1. Field of the Invention
The present invention relates generally to motors used in downhole drilling applications, and in particular, to downhole drilling motors that may be subjected to unusually high levels of bending stress, such as used in very deep and very extended lateral drilling operations. The downhole motor described herein has internal structures intended to improve its reliability and lengthen its intervals between servicing.
2. Description of the Related Art
Downhole drilling motors used in the oil and gas drilling industry typically include a drive shaft assembly connected between a power section and a bearing section. The drive shaft transfers torque from the eccentrically rotating power section to the concentrically rotating bearing assembly to rotate a drill bit as it is pushed against the earthen formation, effecting a drilling action.
The motor is often configured such that the axis of the power section is angularly offset from the axis of the bearing section and drill bit. The driveshaft assembly may include universal joints, or alternately ‘flex’ joints, on either end to accommodate the mis-alignment of the axes during a drilling operation while allowing transfer of torque from the power section of the motor through the bearing assembly and out to the drill bit.
During operation, drilling motors are often subjected to extreme, cyclic bending loads, and also rapidly varying compressive loads. In these applications, it may be difficult to maintain the internal components of drilling motors in their proper orientations. Shifting of these components during operation may result in sudden, premature and catastrophic failure of the motor.
A stabilizer is a drill string component well known in the art that typically has a plurality of blades, or raised portions of material, that extend radially outward from a main tubular body. The blades may extend to a diameter that is slightly less than the diameter of the wellbore. This configuration may permit the stabilizer to travel through the wellbore, while ensuring that the axis of the stabilizer is kept nearly concentric to the axis of the wellbore. The deflection of the drill string at the stabilizer location may, therefore, be limited to that permitted by a gap between the stabilizer blades and the wellbore. Because the outer surfaces of the blades may continually contact the wellbore due to side loading, these surfaces may be coated with abrasion-resistant material to reduce wear. The areas between the blades may form open channels that provide pathways to allow annular flow to pass by the stabilizer.
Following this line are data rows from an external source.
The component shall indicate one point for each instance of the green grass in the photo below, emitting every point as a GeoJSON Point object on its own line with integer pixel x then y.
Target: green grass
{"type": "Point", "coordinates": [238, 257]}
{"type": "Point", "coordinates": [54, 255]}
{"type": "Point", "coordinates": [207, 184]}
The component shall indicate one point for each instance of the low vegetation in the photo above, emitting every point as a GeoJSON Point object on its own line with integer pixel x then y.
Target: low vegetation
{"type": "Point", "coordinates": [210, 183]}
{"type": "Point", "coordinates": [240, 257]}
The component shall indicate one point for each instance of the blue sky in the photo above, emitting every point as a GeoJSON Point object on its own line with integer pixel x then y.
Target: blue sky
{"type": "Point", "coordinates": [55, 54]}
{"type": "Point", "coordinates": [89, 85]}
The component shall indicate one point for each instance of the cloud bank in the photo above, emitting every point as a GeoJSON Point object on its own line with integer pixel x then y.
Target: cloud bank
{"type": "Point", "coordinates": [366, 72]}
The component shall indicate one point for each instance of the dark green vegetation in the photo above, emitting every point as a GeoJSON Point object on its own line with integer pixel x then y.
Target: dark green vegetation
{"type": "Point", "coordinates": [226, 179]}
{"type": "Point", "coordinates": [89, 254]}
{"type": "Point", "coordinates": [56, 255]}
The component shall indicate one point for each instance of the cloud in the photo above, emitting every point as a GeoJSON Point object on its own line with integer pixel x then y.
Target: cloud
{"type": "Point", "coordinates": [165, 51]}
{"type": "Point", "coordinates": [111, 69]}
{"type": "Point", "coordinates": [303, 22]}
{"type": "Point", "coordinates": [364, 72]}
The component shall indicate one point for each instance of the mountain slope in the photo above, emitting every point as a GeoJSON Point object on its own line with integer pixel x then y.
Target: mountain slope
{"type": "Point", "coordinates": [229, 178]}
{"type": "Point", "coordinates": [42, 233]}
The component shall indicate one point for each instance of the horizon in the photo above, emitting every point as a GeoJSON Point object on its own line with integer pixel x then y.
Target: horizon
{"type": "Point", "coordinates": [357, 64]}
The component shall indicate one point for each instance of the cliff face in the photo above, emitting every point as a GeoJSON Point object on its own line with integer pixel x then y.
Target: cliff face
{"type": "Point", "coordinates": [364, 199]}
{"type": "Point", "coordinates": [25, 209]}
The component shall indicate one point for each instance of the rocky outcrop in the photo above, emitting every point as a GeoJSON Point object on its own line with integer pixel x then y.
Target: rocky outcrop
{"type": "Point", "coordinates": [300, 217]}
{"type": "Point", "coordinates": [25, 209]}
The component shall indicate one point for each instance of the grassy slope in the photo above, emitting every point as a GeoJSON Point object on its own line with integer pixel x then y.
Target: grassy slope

One type of stabilizer is a drill string component having top and bottom connections that connect to upper and lower components within the drill string. Another type of stabilizer is in the form of a threaded sleeve that threads to the outer diameter (OD) of one of the drill string components; for example, the lower stabilizer of a mud motor which is typically threaded to the OD a bearing assembly housing. The threaded sleeve option may allow interchangeability between stabilizers of different diameters, depending on the hole size and the amount of clearance desired.
Despite the advancement in drilling technology, there remains a need for advanced techniques for reinforcing drilling equipment. The present invention is directed at providing such advanced techniques.